Perlu diketahui, daf'us shoo'ill adalah jihad -- dalam perspektif para teroris -- untuk membela kehormatan.

"Mengapa ini disebut daf'us shoo'il? Karena isu yang menyebar di kalangan mereka bukan tentang nasi bungkus. Bukan karena logistik. Namun, ada isu yang menyebar, adanya akhwat, adanya perempuan yang melalui pemeriksaan kemudian diperlakukan dengan tidak sopan," ujar Ali.

Adapun, terkait dengan isu tersebut di atas, Ali Fauzi membantah kebenarannya.

Ali mengatakan, Surabaya diharapkan bisa menjadi miftahus shirok (pemantik konflik) utk wilayah lainnya oleh para pelaku teror.

Dia menambahkan, dengan melakukan aksi di Surabaya yang notabene merupakan kota metropolis, maka harapan kelompok tersebut dari serangan di Surabaya adalah terjadinya aksi teror lain di kota-kota berikutnya.

"Menjadi pemantik konflik untuk wilayah lainnya dan kemudian berhasil terjadi di Riau," terangnya.

Di kalangan para ikhwan jihadi (istilah yang kerap digunakan oleh para teroris) Indonesia, Surabaya dikenal sebagai kota persaingan gengsi antar kelompok pengusung jihad.

"Di Surabaya ada JI (Jamaah Islamiyah), ada JAD (Jamaah Ansharut Daulah), ada JAS (Jamaah Ansharut Syariah), ada JAT (Jamaah Ansharut Tauhid)," paparnya.

Selain itu, Ali Fauzi mengatakan di Surabaya tersedia bahan-bahan pembuat bom yang dijual dengan harga murah. "Paling mahal satu kilonya Rp20 ribu," lanjutnya.

Adapun, terdapat beberapa bahan utama pembuatan bom yang ternyata merupakan bahan yang tidak asing bagi manusia.

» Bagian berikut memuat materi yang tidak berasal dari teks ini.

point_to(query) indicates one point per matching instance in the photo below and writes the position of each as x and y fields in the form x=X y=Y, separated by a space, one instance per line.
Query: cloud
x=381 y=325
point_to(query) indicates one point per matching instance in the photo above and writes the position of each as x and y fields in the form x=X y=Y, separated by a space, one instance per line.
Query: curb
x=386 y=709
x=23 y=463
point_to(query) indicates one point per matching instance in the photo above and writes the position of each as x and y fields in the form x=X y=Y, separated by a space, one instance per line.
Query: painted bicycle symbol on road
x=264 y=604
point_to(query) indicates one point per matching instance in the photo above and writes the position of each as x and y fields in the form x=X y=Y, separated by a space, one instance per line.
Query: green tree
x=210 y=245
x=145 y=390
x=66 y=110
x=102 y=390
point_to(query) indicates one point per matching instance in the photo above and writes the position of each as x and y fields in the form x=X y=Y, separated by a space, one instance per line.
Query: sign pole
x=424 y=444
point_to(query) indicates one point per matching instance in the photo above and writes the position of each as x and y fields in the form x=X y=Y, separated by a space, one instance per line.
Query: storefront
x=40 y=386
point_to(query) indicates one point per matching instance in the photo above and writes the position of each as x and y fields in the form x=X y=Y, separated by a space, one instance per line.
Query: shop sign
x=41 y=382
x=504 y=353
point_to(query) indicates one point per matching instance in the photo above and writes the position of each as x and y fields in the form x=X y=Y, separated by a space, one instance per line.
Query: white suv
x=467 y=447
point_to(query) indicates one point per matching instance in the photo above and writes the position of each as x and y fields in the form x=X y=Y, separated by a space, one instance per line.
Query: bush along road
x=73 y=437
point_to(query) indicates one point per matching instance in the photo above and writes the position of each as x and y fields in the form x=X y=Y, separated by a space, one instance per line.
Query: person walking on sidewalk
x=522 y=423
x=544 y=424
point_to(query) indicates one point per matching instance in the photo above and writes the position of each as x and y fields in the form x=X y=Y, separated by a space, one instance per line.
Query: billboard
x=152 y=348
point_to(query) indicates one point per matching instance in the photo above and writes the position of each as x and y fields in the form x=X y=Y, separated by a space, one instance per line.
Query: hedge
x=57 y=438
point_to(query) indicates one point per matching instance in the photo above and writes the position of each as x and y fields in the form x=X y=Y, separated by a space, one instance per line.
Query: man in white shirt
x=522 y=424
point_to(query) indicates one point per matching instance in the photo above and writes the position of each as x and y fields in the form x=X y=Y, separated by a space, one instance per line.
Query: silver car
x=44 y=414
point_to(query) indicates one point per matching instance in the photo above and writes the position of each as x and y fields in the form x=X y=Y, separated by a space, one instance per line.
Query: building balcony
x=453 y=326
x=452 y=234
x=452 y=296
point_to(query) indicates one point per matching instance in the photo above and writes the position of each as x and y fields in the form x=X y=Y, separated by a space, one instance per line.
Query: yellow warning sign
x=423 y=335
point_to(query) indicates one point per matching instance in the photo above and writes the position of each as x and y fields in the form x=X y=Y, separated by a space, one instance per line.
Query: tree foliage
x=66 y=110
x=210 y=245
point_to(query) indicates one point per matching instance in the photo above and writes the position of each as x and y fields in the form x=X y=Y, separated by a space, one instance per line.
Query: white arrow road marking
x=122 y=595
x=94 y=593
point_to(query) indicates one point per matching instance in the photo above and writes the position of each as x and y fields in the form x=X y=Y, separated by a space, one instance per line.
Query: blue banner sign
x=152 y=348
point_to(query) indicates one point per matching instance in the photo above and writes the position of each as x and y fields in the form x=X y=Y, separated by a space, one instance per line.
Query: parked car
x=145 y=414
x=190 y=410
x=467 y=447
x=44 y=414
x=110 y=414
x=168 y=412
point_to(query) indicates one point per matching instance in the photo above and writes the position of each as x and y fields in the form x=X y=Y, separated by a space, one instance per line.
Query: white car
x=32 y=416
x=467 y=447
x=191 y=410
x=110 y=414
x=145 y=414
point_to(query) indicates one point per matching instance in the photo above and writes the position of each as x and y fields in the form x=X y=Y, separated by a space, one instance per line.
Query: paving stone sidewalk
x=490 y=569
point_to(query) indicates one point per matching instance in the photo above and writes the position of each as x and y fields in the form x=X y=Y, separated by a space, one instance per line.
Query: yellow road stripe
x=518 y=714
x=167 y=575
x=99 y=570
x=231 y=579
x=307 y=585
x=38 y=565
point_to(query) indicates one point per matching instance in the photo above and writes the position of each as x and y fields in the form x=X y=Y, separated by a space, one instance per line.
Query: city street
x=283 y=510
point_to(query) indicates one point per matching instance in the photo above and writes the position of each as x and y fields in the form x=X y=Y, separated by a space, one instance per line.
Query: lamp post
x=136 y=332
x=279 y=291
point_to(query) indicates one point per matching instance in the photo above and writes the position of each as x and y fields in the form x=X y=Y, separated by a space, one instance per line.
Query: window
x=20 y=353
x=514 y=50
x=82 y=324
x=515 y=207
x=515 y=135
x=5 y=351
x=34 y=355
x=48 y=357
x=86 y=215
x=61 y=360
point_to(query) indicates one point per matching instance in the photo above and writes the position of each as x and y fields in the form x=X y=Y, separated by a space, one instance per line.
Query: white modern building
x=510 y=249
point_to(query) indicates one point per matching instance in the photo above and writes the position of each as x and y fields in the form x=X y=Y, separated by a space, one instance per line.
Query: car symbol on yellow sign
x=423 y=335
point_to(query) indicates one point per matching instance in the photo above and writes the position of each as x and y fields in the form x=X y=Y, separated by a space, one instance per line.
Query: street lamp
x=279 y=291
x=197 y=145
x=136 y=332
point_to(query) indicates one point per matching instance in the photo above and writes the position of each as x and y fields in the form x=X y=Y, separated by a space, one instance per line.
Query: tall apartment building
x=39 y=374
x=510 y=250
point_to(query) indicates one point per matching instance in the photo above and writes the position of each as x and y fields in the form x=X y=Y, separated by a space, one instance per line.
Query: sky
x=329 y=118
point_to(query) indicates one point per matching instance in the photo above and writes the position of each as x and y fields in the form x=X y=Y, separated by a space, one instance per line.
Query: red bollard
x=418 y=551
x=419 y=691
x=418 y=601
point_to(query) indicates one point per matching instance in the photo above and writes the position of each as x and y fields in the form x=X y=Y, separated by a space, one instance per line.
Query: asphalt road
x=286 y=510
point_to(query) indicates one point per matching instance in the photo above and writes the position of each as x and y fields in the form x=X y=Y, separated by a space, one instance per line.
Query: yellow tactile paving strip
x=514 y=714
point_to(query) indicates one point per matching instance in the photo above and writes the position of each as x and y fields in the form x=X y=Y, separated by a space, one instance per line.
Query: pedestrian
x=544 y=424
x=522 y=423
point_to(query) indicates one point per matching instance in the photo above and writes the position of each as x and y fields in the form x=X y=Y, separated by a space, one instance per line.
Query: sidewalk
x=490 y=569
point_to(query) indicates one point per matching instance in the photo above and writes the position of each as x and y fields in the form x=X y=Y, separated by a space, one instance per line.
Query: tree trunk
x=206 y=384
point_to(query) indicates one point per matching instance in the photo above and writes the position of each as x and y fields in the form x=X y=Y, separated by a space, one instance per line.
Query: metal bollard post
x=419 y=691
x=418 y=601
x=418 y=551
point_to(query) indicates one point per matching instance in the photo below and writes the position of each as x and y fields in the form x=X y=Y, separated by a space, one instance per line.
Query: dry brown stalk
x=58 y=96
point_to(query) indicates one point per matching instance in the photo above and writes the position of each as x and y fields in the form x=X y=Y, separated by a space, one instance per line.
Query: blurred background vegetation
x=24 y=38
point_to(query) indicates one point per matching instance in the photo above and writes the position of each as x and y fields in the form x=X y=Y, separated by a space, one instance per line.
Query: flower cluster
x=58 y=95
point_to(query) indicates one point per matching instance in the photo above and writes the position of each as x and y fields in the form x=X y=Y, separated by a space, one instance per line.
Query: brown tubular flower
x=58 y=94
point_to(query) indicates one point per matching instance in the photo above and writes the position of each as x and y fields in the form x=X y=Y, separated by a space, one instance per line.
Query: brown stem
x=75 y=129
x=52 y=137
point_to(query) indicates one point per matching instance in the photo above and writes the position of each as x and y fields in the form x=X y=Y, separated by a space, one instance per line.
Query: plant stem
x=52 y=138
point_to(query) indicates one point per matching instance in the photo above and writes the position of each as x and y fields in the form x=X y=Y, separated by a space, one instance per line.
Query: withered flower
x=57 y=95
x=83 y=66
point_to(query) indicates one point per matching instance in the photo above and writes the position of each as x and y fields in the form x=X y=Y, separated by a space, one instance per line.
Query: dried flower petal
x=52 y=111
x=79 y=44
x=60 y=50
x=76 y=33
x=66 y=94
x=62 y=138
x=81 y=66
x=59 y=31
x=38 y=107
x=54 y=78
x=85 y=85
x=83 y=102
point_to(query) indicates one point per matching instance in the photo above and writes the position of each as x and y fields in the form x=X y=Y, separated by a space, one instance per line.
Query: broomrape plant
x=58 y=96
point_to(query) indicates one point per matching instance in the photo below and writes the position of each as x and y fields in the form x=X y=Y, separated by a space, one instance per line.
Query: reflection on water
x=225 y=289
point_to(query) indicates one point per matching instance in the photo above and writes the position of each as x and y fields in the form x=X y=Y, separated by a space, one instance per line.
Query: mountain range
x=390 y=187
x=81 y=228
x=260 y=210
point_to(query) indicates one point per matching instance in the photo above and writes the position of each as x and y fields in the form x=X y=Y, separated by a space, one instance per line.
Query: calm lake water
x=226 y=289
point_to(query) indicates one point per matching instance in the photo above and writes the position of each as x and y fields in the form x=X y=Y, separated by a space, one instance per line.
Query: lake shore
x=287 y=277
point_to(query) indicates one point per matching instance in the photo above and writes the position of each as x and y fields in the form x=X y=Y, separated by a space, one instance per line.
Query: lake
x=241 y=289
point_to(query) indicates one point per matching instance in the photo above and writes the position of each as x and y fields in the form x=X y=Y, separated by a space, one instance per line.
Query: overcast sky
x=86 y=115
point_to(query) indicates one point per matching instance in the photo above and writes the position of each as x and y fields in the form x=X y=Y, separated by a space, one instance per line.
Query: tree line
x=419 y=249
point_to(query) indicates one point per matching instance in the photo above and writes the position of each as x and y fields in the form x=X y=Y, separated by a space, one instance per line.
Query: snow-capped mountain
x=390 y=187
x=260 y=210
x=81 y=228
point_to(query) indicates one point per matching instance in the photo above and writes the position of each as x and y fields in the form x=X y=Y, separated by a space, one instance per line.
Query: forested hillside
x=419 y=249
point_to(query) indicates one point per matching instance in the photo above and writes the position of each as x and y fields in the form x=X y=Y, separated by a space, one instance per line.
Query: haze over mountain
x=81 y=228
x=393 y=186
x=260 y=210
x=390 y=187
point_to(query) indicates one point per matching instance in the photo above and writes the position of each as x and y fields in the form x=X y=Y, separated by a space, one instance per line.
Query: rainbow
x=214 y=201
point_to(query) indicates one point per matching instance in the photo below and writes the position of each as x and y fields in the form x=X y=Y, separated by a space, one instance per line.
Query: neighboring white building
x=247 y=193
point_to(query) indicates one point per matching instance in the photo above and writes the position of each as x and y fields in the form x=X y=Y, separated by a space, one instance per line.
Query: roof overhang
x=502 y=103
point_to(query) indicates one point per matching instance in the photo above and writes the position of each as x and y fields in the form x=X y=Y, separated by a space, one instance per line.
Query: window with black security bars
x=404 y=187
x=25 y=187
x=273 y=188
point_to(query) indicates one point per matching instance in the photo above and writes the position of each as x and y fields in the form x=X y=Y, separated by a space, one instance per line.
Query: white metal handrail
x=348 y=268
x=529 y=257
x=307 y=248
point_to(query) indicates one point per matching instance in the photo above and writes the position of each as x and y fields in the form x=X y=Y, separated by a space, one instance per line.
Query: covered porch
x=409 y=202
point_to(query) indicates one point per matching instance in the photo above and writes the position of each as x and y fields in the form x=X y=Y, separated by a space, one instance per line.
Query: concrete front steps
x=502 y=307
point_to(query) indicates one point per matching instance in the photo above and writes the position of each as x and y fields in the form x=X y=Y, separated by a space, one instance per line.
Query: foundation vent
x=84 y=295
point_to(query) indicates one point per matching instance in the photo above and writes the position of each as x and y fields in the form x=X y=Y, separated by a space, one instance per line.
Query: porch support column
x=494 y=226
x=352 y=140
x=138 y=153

Gula, menurut Ali Fauzi, merupakan bahan untuk merakit bom mematikan. "Apabila disenyawakan dengan bahan lainnya,"

Kemudian pupuk, ungkapnya, juga merupakan bahan pembuatan bom yang mematikan apabila ditingkatkan konsentrasinya. Adapun, bahan-bahan kimia untuk pembuatan bom dijual secara legal di Surabaya.

Sumber daya manusia pun juga tersedia di Surabaya, lanjutnya. Artinya, orang-orang yang punya kemampuan meracik dan merakit di Surabaya cukup banyak karena ada anggota JI yang menyeberang ke JAD.

"Para pelaku yang menurut mereka sudah siap mati syahid, paham area tanpa perlu observasi lapangan," paparnya.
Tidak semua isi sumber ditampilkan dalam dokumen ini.